Since you have options why don't you quit what you're doing, leave the place that you're living, and focus 100% on fixing your quality of life?

There are no "right choices." If you take some risks, then maybe one of those risks combined with timing and luck will result in the outcome you desire.


That must be a fantastic problem to have!


Every single goal you have is just the next step on a ladder, as soon as you hit it there will be another one. You'll forget you even worked to get there, and focus on the next step, thinking "ah if only I were there, I'd be happy". It never stops, it gets increasingly harder and depressing unless you are aware of it. As far as I can tell a lot of people never understand that until very late in their life.

Most people in the world are living with way less than what you have, it's just a matter of perspective. If you think material things will help you feel better you're plain wrong. As long as you have food, a roof over your head and some sort of community you're good to go.


The book of Ecclesiastes from (what Christians call) the Old Testament focuses on this very thing.

Short summary: https://www.sparknotes.com/lit/oldtestament/section12/


There is only another step if you create one for yourself. If you set yourself a goal e.g $1m in savings and I can retire, and achieve it, there is no reason not to quit and enjoy it, except for yourself


I think a big component of happiness is security. At my current rate of savings I don't have that as much as most people I know.


Donate 100k to an open source project so they can fund a developer to work full time on it for a year.


Same problem here.

2019 is also looking like it will be another incredible year.


Good time to post one of Paul Graham's essays: http://www.paulgraham.com/mean.html

Most startups have the problem of accelerating into the ground. Facebook has the problem of accelerating into the ceiling. What do you do when you capture the social networking market, and investors still expect the same growth rates as before?

Maybe founders should worry about the "What if I win?" question in addition to the oft-thought "What if I lose?" question. Taking over the world shouldn't be the only exit condition; plenty of companies should aim to be happy at some level below that.


Facebook's net income is larger than Google's (15b vs 12b for 2017, respectively). If investors are expecting such high growth rates, it's because Zuckerberg refuses to set more reasonable expectations.

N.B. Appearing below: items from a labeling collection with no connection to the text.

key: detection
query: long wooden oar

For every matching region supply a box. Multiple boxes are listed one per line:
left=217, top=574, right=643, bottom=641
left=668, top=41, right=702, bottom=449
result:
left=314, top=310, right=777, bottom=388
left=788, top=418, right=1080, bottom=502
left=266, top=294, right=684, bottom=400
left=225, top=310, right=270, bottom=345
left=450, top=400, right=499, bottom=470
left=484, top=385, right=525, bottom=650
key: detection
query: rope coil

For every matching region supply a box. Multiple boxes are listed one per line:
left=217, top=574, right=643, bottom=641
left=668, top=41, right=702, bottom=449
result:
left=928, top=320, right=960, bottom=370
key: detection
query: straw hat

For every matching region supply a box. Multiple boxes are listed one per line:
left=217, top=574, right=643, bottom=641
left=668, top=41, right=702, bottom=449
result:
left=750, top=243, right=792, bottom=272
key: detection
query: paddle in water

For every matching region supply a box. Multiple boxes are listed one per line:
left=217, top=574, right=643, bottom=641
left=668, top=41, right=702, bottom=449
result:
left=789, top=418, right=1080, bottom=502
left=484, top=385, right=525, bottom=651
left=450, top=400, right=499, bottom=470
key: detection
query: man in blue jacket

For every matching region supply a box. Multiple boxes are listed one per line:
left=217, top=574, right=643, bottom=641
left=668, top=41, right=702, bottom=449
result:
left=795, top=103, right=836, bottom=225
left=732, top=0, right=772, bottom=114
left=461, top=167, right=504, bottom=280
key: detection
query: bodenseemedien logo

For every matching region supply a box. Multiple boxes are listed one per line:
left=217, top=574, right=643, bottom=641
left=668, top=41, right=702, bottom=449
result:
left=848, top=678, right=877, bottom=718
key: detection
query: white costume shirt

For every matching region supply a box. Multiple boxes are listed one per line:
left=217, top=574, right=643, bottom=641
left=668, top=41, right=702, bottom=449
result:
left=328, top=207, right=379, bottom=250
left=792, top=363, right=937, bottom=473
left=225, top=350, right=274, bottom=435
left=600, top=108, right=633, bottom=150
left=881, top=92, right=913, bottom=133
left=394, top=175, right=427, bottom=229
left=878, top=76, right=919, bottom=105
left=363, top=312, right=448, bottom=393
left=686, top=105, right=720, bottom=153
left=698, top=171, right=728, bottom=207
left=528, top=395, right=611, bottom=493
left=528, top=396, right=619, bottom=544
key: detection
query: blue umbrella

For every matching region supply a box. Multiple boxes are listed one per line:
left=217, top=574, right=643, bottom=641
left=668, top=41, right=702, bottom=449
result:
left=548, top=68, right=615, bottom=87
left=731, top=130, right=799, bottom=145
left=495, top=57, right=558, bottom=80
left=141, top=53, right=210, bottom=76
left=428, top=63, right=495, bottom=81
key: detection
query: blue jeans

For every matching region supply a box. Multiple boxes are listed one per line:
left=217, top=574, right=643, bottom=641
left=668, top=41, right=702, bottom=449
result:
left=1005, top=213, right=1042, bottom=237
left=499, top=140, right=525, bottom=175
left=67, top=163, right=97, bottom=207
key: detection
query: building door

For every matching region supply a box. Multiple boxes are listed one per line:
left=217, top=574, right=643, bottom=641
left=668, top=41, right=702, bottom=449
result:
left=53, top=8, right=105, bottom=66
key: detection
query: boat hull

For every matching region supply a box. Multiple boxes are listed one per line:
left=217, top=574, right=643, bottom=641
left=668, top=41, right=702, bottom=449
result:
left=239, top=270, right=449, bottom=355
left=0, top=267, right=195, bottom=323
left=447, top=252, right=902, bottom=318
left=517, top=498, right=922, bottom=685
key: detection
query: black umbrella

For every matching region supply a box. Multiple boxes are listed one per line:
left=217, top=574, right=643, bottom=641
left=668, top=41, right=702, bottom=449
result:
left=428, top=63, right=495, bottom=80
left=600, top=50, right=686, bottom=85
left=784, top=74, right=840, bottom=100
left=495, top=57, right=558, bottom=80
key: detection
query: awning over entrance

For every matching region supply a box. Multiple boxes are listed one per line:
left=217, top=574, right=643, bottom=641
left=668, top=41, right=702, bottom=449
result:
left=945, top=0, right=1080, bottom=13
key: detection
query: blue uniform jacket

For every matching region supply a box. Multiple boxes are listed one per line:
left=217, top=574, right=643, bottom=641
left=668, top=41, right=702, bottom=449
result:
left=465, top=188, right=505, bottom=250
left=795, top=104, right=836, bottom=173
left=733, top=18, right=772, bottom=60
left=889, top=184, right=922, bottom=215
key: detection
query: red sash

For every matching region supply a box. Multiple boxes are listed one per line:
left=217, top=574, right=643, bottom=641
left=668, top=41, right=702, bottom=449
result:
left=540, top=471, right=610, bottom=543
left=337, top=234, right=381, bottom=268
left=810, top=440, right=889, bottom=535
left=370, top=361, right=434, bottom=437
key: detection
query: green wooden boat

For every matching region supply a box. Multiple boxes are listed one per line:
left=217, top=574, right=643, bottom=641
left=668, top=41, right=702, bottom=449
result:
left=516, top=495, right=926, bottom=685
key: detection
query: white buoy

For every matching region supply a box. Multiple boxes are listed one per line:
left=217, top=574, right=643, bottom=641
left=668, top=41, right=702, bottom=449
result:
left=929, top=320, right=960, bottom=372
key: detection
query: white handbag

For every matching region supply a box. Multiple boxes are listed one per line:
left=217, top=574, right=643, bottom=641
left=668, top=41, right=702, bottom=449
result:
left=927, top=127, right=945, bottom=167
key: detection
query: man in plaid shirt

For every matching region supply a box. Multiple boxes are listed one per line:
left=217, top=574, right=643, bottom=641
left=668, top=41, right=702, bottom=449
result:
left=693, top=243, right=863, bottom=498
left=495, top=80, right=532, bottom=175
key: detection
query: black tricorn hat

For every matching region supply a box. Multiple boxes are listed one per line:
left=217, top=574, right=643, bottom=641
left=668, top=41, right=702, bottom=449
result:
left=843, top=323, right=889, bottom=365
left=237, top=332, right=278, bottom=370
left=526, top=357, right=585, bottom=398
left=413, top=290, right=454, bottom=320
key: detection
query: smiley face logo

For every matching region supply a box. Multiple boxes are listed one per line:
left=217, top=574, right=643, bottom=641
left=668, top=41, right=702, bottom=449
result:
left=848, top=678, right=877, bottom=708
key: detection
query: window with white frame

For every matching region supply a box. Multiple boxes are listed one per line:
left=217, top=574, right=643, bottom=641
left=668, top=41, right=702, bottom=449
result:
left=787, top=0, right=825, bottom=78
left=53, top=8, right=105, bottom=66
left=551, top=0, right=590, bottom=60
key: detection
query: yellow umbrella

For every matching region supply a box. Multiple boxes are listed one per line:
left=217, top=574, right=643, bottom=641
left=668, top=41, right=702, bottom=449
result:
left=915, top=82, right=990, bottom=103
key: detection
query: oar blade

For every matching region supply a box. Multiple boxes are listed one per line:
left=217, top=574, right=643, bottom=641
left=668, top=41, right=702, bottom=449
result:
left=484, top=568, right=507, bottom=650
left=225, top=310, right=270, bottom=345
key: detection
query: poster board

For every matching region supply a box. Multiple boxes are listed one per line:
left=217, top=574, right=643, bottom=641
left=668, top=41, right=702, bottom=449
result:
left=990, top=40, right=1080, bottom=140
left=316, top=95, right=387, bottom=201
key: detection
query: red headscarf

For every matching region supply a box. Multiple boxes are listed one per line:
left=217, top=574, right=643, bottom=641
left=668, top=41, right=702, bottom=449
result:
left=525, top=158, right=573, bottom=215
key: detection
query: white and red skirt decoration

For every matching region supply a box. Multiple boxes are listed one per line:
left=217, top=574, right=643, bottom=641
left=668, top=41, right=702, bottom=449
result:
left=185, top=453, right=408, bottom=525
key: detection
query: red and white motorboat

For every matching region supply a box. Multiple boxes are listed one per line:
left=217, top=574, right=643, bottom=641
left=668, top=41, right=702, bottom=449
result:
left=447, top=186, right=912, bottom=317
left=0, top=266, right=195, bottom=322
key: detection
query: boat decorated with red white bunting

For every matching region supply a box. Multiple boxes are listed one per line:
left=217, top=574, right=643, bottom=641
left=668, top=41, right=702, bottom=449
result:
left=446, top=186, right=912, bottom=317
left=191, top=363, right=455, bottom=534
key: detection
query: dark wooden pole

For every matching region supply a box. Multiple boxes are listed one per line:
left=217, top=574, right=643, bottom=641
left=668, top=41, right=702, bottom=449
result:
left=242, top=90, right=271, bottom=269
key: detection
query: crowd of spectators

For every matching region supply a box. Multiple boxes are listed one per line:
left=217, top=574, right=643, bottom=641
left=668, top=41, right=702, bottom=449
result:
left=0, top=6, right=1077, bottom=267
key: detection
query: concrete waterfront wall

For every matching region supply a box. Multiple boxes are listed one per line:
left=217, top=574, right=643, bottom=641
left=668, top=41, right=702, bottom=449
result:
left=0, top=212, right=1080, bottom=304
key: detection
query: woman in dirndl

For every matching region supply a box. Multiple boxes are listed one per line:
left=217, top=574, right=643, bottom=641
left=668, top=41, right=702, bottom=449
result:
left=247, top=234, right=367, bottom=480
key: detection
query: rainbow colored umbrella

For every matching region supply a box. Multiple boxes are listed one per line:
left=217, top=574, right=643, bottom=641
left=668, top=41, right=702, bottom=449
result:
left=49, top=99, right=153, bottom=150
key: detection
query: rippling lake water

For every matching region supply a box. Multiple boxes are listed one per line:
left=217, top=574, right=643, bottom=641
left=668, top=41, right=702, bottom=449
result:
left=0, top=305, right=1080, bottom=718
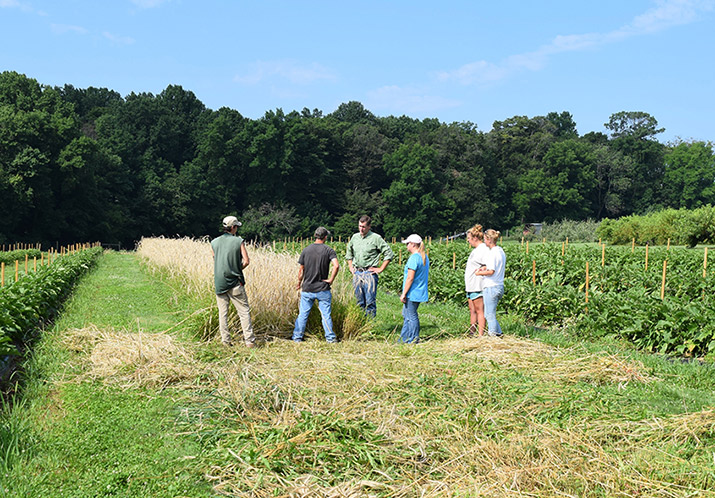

If we're going by the capitalist definition of success where "more money = better than" (a reasonable assumption given Paul's occupation) then his essay doesn't pass the laugh test.

https://www.washingtonpost.com/blogs/ezra-klein/post/study-r...

>The “upper class,” as defined by the study, were more likely to break the law while driving, take candy from children, lie in negotiation, cheat to increase their odds of winning a prize and endorse unethical behavior at work, researchers reported today in the Proceedings of the National Academy of Sciences.


The more important news here is, there are Facebook engineers who still post to Blind, despite their recent leak and awful security.


The anti-ethics roadshow hit a speed bump by the looks of it. FB’s developer certificates for iOS just got revoked by Apple for violating their developer agreement.


At least the headline is 100% honest.

I'd rather have the company tell me that it's all about the baseline than pretending it cares.


So it's OK to blatantly screw people over as long as you're "honest about it"?


No, but it's worse to do so while you say you're "making the world a better place"


Being honest about malicious intentions does not vindicate your actions.


No one said that it does, you are misrepresenting what you are replying to.


Actually that's pretty much the way the original comment (4 levels above yours) reads:

"I'd rather have the company tell me it's all about the baseline (i.e. screw people over) and be honest about it -- than pretend that it cares"


That doesn't say anything about absolving bad behavior with honesty, only that deception and bad behavior is worse than bad behavior alone.


Well yes. That is one of the pillars of capitalism. You can sell whatever you want as long as the description on the packages is "honest".